I therefore regressed as follows:
\[pctsolarsat_i =\beta_{0}+\beta_{1} \cdot sunlight_i +\beta_{2} \cdot \text income_i+\varepsilon_i\]
While I considered that there may be an interaction effect between income and sunlight, I found that variance in solar adoption was not largely explained by this interaction.
I then performed a hypothesis test to look further at income and rooftop solar adoption, testing the below hypotheses:
- Null Hypothesis: The true difference in mean solar saturation between lower income and higher income census tracts is equal to 0.
- Alternative Hypothesis: The true difference in mean solar saturation between lower income and higher income census tracts is not equal to 0.
Results and Discussion
Linear Regression
After regressing, we end up with the following model:
\[solarsaturation =-0.68 + 0.0000080 \cdot sunlight + 0.0000384 \cdot income\]
| Solar Saturation (%) | |||
|---|---|---|---|
| Predictors | Estimates | Conf. Int (95%) | P-value |
| Intercept | -0.6756526 | -0.8449613 – -0.5063439 | <0.001 |
| Median Income | 0.0000384 | 0.0000369 – 0.0000399 | <0.001 |
| Average Yearly Sunlight Generation (kWh) | 0.0000080 | 0.0000055 – 0.0000106 | <0.001 |
| Observations | 6379 | ||
| R2 / R2 adjusted | 0.293 / 0.292 | ||
We see from this model that both median income and sunlight have a positive effect on solar saturation in a census tract, which is expected. Since our coefficient for median income is 0.0000384, for every $1 increase in median yearly income, our model predicts a 0.0000384% increase in solar saturation for that census tract. To put this in more realworld terms, for every $26,042 increase in yearly median census tract income, this model predicts a 1% increase in solar saturation.

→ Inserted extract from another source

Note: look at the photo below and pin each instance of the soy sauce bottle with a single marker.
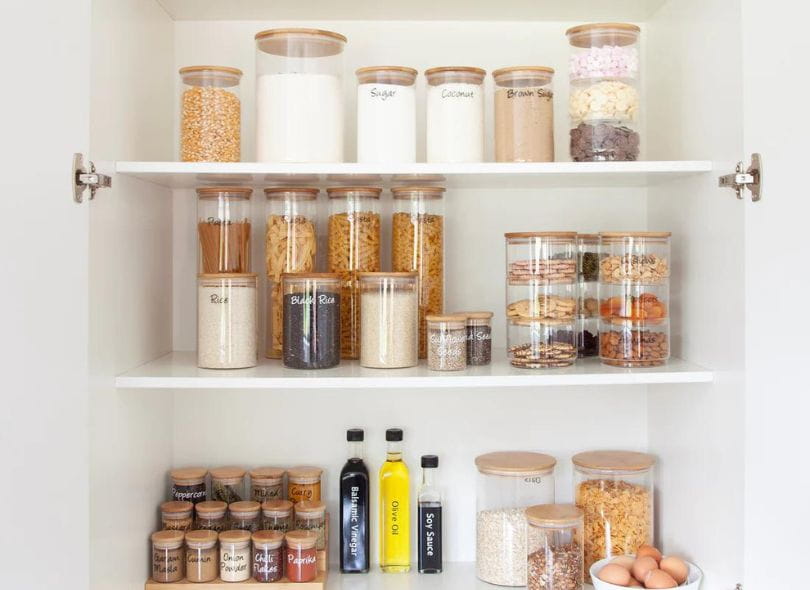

What’s interesting is that we see a higher coefficient for median income than sunlight. This means, barring no bias, this model finds that income is a better predictor of solar adoption than sunlight. This provides even more evidence that lower-income households lack access to rooftop solar and the associated financial benefits.
Hypothesis Testing
Using a t-test, we find that the mean solar saturation in higher income census tracts is 4.85%, compared to merely 1.69% in lower income census tracts. Our 95% confidence interval spans from 3.00% to 3.31%, meaning that we are 95% confident that this interval captures the difference in mean solar saturation. These findings are highly significant (p-value < 2.2e-16). We can therefore reject the null hypothesis that there is no difference in mean solar saturation between income groups.
Spatial Analysis
To visualize this difference in census tract solar adoption, we map solar saturation by census tract for both higher income census tracts and lower income census tracts. We can see, below, visually, that there are much higher saturation levels (represented by the darker blues) in the higher income census tracts. We can also see, evidenced by the amount of grey, that we are missing data for a large number of census tracts. This is due to missing solar data for about 557 of the approximately 8,057 census tracts in California. This could lead to bias in the model, especially if this missing data is not due to random factors.
Another take away from this visual is how low solar saturation percentages are overall. This is good and bad news. It means there is still a lot of potential for rooftop solar growth, which is great for clean energy growth. However, this also drives home how important it is to ensure equity in the rooftop solar industry, since these inequities may escalate as solar adoption continues to increase.